3

I'm trying to delete .doc files in a folder that also contains .docx files too.

This is my attempt so far:

string[] files = Directory.GetFiles(Path, "*.doc", SearchOption.AllDirectories);

foreach (string f in files)
{
    File.Delete(f);
}

It deletes word documents with extensions of .doc and .docx. I want to delete .doc files only and keep .docx files.

Mahmoud Elgindy
  • 114
  • 1
  • 11

6 Answers6

3

The MSDN documentation for the Directory.GetFiles Method (String, String, SearchOption) includes this note:

When you use the asterisk wildcard character in a searchPattern such as "*.txt", the number of characters in the specified extension affects the search as follows:

•If the specified extension is exactly three characters long, the method returns files with extensions that begin with the specified extension.

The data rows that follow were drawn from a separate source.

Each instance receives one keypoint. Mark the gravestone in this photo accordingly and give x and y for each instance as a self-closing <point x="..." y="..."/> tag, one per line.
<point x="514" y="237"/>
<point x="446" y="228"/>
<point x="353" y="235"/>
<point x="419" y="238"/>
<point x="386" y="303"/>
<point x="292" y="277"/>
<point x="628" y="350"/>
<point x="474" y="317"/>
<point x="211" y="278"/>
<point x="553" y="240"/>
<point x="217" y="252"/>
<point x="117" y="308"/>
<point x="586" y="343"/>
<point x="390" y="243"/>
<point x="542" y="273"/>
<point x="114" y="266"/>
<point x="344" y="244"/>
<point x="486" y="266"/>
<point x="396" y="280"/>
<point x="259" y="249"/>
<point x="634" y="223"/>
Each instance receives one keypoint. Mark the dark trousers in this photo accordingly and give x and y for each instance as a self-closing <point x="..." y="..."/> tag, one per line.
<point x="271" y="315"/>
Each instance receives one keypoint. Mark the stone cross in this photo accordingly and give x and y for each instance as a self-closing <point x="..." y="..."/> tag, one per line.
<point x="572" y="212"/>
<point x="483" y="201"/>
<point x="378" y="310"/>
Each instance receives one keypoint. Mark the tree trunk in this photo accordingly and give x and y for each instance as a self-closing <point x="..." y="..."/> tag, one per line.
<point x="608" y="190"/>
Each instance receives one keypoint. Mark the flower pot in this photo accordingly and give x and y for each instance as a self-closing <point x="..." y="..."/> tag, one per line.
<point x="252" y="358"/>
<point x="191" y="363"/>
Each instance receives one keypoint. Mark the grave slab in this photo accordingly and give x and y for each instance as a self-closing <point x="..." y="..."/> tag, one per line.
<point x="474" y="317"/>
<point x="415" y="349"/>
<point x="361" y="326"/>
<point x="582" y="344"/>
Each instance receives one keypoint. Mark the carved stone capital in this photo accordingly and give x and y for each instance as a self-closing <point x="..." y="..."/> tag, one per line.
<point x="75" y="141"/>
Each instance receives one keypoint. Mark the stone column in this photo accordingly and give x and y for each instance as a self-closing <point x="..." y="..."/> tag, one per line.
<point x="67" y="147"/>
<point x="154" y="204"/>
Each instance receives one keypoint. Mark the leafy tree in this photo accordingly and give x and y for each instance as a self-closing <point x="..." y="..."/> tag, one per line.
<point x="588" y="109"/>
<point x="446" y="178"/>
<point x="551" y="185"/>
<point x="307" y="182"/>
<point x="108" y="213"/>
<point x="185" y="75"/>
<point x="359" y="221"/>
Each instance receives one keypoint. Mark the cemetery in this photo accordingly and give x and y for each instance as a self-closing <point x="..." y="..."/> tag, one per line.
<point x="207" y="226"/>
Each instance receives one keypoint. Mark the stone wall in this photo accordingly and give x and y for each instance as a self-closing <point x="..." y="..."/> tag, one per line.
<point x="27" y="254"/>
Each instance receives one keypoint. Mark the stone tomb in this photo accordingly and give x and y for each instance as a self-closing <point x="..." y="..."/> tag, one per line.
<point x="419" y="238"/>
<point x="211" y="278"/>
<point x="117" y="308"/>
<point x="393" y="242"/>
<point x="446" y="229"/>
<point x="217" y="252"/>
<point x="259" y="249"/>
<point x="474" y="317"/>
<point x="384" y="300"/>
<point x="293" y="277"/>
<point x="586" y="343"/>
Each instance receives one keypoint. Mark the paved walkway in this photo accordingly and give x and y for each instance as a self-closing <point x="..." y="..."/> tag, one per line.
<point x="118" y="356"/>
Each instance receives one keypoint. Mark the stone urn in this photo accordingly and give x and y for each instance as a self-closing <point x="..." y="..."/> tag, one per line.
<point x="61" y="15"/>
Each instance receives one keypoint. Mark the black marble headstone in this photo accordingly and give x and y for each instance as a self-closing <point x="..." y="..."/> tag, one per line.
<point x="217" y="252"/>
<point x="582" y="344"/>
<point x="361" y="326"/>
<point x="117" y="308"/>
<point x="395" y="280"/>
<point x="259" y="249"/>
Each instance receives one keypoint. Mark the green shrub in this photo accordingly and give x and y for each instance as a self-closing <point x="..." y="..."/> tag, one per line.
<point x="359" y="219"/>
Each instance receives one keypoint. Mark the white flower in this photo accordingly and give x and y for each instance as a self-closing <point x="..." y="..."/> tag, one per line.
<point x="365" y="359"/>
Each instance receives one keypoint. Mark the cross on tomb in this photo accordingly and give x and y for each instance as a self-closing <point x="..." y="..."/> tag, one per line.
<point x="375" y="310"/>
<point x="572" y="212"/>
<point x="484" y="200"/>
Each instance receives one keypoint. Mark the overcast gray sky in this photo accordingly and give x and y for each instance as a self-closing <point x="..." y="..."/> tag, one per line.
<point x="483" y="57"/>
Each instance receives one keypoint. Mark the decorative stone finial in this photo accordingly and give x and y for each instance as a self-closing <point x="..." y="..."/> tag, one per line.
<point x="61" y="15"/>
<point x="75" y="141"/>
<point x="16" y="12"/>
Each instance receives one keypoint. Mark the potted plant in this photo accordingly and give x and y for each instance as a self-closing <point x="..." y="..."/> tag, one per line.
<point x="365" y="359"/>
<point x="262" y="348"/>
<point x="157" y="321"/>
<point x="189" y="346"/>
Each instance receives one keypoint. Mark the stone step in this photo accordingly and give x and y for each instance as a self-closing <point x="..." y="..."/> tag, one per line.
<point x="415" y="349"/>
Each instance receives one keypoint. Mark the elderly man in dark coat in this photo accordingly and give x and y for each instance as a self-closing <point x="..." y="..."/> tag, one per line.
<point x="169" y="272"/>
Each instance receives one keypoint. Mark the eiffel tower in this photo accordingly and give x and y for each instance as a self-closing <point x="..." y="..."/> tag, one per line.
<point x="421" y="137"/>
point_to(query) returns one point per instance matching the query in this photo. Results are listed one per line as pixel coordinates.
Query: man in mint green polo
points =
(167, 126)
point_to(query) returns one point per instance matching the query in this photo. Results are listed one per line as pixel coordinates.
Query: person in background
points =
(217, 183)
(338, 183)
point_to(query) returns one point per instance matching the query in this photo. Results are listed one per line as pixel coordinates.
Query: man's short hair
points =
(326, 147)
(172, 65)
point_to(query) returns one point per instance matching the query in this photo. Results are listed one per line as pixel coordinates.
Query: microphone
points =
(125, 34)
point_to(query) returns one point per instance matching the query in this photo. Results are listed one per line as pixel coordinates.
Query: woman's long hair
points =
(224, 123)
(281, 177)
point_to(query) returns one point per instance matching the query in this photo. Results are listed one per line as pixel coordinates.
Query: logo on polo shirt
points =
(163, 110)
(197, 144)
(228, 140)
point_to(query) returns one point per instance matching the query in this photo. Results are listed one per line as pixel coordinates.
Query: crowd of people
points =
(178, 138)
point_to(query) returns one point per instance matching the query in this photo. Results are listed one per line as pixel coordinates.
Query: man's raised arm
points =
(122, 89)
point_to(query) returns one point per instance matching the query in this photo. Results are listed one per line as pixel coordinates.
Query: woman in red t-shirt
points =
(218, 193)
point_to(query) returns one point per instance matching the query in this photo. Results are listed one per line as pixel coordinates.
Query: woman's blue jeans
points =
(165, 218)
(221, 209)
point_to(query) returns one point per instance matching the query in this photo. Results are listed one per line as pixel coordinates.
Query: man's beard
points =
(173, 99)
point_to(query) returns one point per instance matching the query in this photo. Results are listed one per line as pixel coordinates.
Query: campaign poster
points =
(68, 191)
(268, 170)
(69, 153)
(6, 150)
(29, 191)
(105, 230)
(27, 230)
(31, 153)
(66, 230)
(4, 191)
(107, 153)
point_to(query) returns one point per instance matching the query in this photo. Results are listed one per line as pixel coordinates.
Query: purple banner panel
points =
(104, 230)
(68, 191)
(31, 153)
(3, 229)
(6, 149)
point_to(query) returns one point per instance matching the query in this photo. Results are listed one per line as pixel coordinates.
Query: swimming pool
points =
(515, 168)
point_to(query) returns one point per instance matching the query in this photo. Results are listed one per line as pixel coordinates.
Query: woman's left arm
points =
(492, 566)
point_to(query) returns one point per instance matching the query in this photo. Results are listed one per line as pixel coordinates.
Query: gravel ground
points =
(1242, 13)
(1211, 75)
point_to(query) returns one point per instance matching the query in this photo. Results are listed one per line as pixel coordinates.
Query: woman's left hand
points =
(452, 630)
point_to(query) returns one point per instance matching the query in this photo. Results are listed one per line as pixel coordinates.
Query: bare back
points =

For example, "*.xls" returns both "book.xls" and "book.xlsx".

•In all other cases, the method returns files that exactly match the specified extension. For example, "*.ai" returns "file.ai" but not "file.aif".

When you use the question mark wildcard character, this method returns only files that match the specified file extension. For example, given two files, "file1.txt" and "file1.txtother", in a directory, a search pattern of "file?.txt" returns just the first file, whereas a search pattern of "file*.txt" returns both files.

The easiest way to work around Microsoft being "helpful" in this manner is to filter the results of the Directory.GetFiles call:

string[] files = Directory.GetFiles(filesPath, "*.doc", SearchOption.AllDirectories);

foreach (string f in files.Where(f => Path.GetExtension(f) == ".doc"))
{
    File.Delete(f);
}

I renamed your Path variable because it clashes with the System.IO.Path class which holds the static GetExtension method. As a general rule of thumb, giving variables the same name as existing classes is a bad habit.

Edmund Schweppe
  • 4,992
  • 1
  • 20
  • 26
2

Filter the results for the exact extension you are after.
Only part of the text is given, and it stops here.